La suite est spectaculaire avec une agitation de tous les diables, quel que soit le message de résignation transmis au chef de synagogue : « Ta fille vient de mourir. À quoi bon déranger le Maître ? ». A la maison, l’agitation est à son comble, les gens pleurent et poussent de grands cris. Finie la déférence jusqu’alors manifestée à Jésus : quand il dit de l’enfant qu’elle va ressusciter, on se moque de lui.
Ainsi s’explique le lien que font pareillement les trois évangiles entre ces deux histoires, qu’ils racontent de la même façon : enchâssées l’une dans l’autre, la guérison d’une femme à laquelle personne ne fait attention et le retour à la vie d’une enfant décédée. De l’indifférence à l’incrédulité, car à force ne plus faire attention aux autres, on ne croit plus en Dieu. A force de se moquer des autres, on se moque de Dieu. La plupart des moqueurs y succombent.

Dans sa Lettre sur la sainteté, le Pape parle de la force intérieure qui seule rend possible d’endurer les petites agressions quotidiennes. C’est le passage que je préfère tant il s’applique à notre vie : « La force intérieure qui est l’œuvre de la grâce nous préserve de la contagion de la violence qui envahit la vie sociale, car la grâce apaise la vanité et rend possible la douceur du cœur. Le saint ne consacre pas ses énergies à déplorer les erreurs d’autrui ; il est capable de faire silence devant les défauts de ses frères » (n. 116).

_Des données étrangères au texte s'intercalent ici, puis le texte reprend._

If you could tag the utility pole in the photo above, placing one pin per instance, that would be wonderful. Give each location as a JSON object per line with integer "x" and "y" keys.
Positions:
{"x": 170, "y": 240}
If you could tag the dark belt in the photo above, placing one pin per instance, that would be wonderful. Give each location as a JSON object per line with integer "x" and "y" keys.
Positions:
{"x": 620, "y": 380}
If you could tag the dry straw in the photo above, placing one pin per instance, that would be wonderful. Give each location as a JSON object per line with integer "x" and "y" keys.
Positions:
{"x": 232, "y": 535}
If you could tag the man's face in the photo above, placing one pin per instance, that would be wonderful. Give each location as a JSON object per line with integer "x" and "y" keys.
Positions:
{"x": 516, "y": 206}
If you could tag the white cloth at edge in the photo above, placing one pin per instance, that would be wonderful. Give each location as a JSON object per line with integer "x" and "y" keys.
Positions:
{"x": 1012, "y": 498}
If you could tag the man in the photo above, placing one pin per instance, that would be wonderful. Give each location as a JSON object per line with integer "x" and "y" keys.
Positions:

La source ? Le Christ ! « La sainteté que Dieu offre à son Église vient à travers l’humiliation de son Fils. Voilà le chemin ! ». « Si tu n’es pas capable de supporter et de souffrir quelques humiliations, tu n’es pas sur le chemin de la sainteté ». Cela ne concerne pas les situations cruelles de martyre mais les humiliations quotidiennes de ceux qui préfèrent garder le silence, ne pas répondre, supporter quelque chose d’injuste. L’amour supporte tout. Il endure tout, il fait confiance en tout, il espère tout.

Le disciple n’est pas plus grand que son maître : Lui le seul Juste a enduré et supporté la plus grande injustice. Ne soyons pas comme ceux qui rendant service, faisant le bien, veulent être appréciés, reconnus et remerciés. Amen, je le déclare : ceux-là ont reçu leur récompense (cf. Mt 6, 1-6.16-18). Mais nous, si nous voulons plaire au Seigneur, apprenons de lui le chemin du Salut : s’arrêter, se tourner, regarder, demander et attendre.